1

the parquet spec about logical types and Timestamp specifically, seems to say https://github.com/Parquet/parquet-format/blob/master/LogicalTypes.md "TIMESTAMP_MILLIS is used for a combined logical date and time type. It must annotate an int64 that stores the number of milliseconds from the Unix epoch, 00:00:00.000 on 1 January 1970, UTC.

"

i.e. here it says that the type is only precise to the point of miliseconds and it starts from 1970.

but if u look at the hive-parquet code in https://github.com/apache/hive/blob/branch-0.14/ql/src/java/org/apache/hadoop/hive/ql/io/parquet/convert/ETypeConverter.java#L142 https://github.com/apache/hive/blob/branch-0.14/ql/src/java/org/apache/hadoop/hive/ql/io/parquet/timestamp/NanoTime.java#L54 it seems that hive's encoding of timestamp on parquet is of a different spec, precise to the point of nano seconds, and starting from "Monday, January 1, 4713 " (defined in jodd.datetime.JDateTime)

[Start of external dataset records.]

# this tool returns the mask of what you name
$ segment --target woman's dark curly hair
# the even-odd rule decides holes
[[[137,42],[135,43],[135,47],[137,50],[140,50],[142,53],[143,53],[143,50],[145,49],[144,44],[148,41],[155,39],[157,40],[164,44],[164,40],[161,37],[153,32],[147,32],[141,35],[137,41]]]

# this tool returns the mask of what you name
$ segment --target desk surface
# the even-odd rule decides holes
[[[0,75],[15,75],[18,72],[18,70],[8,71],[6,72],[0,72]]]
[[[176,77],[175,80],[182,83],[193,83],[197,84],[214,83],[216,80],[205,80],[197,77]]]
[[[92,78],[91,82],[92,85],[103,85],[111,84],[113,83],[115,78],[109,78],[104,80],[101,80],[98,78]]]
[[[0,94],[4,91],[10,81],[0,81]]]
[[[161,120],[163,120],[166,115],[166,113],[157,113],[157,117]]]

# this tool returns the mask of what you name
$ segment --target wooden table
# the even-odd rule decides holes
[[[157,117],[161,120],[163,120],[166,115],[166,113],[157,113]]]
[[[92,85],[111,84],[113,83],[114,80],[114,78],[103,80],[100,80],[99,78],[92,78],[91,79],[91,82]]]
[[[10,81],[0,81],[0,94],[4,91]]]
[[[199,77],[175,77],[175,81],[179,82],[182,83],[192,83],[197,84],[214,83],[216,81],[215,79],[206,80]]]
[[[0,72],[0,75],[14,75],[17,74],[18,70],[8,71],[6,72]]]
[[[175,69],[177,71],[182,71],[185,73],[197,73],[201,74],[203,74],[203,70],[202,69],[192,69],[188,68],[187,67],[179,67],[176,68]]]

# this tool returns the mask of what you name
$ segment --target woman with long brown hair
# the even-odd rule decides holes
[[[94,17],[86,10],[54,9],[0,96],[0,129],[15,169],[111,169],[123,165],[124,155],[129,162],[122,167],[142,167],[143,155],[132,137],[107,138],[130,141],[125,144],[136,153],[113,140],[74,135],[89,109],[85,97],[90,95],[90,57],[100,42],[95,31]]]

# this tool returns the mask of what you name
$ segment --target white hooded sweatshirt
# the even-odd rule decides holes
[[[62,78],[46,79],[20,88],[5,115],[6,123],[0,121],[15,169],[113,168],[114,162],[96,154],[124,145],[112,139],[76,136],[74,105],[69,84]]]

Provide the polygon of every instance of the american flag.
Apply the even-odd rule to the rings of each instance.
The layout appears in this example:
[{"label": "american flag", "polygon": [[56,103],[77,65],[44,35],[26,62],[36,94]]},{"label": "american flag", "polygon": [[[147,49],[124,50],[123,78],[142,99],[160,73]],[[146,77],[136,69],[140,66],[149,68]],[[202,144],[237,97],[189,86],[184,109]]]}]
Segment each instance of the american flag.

so Hive's parquet timestamp storage is completely different from the above spec ?

what about Date support? https://issues.apache.org/jira/browse/HIVE-8119 are we going to have a different on-disk binary encoding than the "int32" specified in the above doc?

thanks

teddy teddy
  • 3,025
  • 6
  • 31
  • 48

1 Answers1

1

Based on a discussion that used to be linked here but has been removed since, it seems that when support for saving timestamps in Parquet was added to Hive, the primary goal was to be compatible with Impala's implementation, which probably predates the addition of the timestamp_millis type to the Parquet specification.

Impala's timestamp representation maps to the int96 Parquet type (4 bytes for the date, 8 bytes for the time, details here).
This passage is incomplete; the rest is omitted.